The daisies and buttercups turn the meadow at High Beeches into a haze of white and gold in June, particularly beautiful in the evening light.  They attract, along, with the other wildflowers, a huge number of insects and butterflies to the meadow.

 Mysteriously the number of daisies in the meadow fluctuates every year.  They are perennials and seed copiously and as the meadow is managed in the same way each year, the reason for fluctuation in numbers must be down to changes in the weather.

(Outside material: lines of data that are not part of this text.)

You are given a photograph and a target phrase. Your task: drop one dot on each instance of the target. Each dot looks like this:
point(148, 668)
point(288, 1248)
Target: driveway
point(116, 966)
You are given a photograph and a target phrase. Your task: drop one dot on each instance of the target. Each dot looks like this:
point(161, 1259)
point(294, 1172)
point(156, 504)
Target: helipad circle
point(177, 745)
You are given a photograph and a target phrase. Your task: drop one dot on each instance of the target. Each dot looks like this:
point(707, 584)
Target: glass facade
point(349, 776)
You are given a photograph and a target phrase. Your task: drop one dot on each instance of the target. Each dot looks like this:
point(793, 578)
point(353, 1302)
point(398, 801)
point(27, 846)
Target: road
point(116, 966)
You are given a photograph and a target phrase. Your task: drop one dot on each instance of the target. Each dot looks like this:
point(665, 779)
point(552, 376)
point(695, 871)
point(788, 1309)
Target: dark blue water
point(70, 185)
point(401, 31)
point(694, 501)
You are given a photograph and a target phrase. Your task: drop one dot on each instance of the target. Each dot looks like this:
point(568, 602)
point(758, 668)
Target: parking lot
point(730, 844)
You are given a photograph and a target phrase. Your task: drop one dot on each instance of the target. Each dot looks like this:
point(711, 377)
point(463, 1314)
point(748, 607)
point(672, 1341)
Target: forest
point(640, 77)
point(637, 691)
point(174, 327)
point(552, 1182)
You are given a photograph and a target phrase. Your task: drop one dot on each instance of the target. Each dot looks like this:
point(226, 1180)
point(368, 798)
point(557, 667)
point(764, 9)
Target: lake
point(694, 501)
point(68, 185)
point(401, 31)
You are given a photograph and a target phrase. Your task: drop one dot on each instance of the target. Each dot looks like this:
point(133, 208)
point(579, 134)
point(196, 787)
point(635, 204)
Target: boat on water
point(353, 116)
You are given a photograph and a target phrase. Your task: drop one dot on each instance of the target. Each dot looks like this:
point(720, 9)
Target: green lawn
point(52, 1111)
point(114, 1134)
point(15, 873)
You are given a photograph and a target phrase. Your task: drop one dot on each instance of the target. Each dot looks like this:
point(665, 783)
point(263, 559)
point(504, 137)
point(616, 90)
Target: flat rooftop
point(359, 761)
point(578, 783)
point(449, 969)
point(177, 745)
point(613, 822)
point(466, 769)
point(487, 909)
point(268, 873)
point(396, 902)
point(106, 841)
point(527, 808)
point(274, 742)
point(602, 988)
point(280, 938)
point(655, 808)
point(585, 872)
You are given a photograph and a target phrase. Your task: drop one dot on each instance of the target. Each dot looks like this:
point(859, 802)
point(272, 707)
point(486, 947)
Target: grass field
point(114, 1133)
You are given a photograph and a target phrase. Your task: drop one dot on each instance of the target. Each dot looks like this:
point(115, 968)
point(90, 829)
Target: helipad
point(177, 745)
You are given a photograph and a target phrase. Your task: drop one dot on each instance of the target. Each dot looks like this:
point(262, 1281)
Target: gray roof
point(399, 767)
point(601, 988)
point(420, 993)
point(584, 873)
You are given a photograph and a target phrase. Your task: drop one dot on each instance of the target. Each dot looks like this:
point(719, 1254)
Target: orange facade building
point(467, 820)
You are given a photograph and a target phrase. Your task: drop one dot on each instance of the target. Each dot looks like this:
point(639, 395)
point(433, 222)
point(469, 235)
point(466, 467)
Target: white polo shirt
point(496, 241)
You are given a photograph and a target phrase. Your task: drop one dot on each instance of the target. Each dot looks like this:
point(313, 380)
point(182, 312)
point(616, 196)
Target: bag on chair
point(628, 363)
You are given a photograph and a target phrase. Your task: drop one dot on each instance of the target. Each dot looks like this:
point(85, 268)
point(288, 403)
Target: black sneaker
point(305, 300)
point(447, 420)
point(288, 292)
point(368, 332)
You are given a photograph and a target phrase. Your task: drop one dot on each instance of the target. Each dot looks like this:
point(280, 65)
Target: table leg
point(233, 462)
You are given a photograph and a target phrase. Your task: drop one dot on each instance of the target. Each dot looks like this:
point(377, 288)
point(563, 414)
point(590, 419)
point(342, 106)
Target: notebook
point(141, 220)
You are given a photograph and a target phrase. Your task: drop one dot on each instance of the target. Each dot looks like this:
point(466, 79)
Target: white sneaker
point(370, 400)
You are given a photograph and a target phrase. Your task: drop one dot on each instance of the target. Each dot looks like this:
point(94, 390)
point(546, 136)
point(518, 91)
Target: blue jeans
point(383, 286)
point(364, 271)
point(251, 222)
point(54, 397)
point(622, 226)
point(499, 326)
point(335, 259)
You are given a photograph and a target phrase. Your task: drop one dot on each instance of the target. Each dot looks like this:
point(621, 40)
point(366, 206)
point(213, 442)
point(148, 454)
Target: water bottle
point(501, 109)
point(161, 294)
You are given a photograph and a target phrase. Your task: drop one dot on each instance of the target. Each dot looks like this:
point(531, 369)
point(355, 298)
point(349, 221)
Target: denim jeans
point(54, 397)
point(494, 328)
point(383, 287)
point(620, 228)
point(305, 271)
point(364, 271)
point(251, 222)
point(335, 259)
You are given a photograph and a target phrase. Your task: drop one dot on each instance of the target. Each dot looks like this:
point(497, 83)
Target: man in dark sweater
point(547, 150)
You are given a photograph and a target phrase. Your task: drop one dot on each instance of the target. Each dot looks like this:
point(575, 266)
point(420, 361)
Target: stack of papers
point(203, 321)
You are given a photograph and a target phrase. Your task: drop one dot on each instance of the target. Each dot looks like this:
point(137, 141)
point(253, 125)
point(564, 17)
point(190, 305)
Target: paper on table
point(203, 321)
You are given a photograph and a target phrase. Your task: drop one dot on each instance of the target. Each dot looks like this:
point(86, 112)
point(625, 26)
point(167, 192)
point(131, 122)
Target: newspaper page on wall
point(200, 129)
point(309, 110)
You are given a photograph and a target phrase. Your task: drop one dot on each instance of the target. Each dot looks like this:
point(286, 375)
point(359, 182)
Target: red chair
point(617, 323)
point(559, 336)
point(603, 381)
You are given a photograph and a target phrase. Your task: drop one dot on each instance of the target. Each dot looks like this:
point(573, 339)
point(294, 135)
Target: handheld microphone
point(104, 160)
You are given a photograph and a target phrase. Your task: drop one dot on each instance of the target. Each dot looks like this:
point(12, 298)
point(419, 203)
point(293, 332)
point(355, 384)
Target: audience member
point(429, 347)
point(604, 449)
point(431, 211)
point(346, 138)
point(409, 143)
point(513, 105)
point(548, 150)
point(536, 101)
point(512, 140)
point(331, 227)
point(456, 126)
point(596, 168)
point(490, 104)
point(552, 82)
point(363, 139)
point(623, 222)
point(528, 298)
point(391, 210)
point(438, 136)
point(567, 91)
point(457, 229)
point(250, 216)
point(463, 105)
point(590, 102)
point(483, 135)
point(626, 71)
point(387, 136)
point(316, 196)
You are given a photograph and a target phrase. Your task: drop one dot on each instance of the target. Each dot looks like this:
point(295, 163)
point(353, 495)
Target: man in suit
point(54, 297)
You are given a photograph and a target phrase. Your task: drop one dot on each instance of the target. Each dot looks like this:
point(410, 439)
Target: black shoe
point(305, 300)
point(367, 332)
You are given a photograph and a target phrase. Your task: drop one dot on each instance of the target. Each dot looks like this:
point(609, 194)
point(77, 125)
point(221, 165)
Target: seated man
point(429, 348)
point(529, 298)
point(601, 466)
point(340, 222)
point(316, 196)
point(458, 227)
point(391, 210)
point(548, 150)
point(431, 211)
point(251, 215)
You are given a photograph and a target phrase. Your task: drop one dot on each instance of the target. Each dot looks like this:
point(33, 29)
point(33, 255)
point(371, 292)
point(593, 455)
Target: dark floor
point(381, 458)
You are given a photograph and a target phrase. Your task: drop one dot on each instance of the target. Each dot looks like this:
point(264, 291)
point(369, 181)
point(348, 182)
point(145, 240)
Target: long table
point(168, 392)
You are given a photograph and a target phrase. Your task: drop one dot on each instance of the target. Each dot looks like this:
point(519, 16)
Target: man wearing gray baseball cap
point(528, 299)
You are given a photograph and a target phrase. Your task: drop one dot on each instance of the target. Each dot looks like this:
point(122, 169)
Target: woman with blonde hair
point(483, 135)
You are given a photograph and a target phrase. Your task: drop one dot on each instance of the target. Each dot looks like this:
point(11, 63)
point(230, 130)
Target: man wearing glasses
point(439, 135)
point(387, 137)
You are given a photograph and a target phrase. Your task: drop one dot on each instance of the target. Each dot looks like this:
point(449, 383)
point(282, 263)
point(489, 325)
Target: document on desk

,Both the Meadow Buttercup, Ranunculus acris, and Creeping Buttercup, Ranunculus repens are to be found in the meadow.  Lesser Spearwort, Ranunculus flammula grows in wet places in the garden.  Recently Arthur Hoare of the Sussex Botanical Recording Society has also identified the Bulbous Buttercup, Ranunculus bulbosus, also growing in the garden.

Tuesday, 13 May 2014

Luscious Loderi

The beautiful Rhododendron Loderi are at their best at High Beeches Garden now.  Covered in large highly scented blossom they dwarf the azaleas.

Rhododendron Loderi is a hybrid (Rh fortunei x Rh. griffithianum).  It was raised by Sir Edmund Loder of Leonardslee, uncle of Sir Giles Loder of High Beeches.

Tuesday, 6 May 2014

Towering rhododendrons, beautiful davidias and a riot of colour

Bluebells, Rhododendrons and Azaleas
Amongst the riot of colour provided by the many azaleas are  gems such as the Davidia, or handkerchief tree, also the red Crinodendron hookerianum is coming into flower.   The towering Rhododendron Loderi are smothered in flower adding to the perfume in the garden.

Rhodo Loderi

Davidia involucrata vilmoriniana

Tuesday, 22 April 2014

So much to see

There is so much to see in the garden.  The bluebells are carpeting the glades, the Rhododendrons are flowering and the azaleas will soon be with us.

These are just two Rhododendrons which stand out at present.  Rhododendron augustinii is a beautiful chinese species discovered in china by Augustine Henry in 1899.  High Beeches has a particularly good blue form.

Rhododendron augustinii

To contrast a Rhododendron cinnabarinum
hybrid.  Rhododendron cinnabarinum was introduced from the Himalayas by Sir Joseph Hooker in 1849, sadly it is prone to powdery mildew but this unnamed hybrid is slightly more resistant than the species.

Rhododendron cinnabarinium hybrid
The Loderi Rhododendrons are already coming into flower as are the Davidia and the Crinodendrons.  The ground is covered in many wild flowers amongst the bluebells and the young foliage on the trees gives a vibrant background to it all.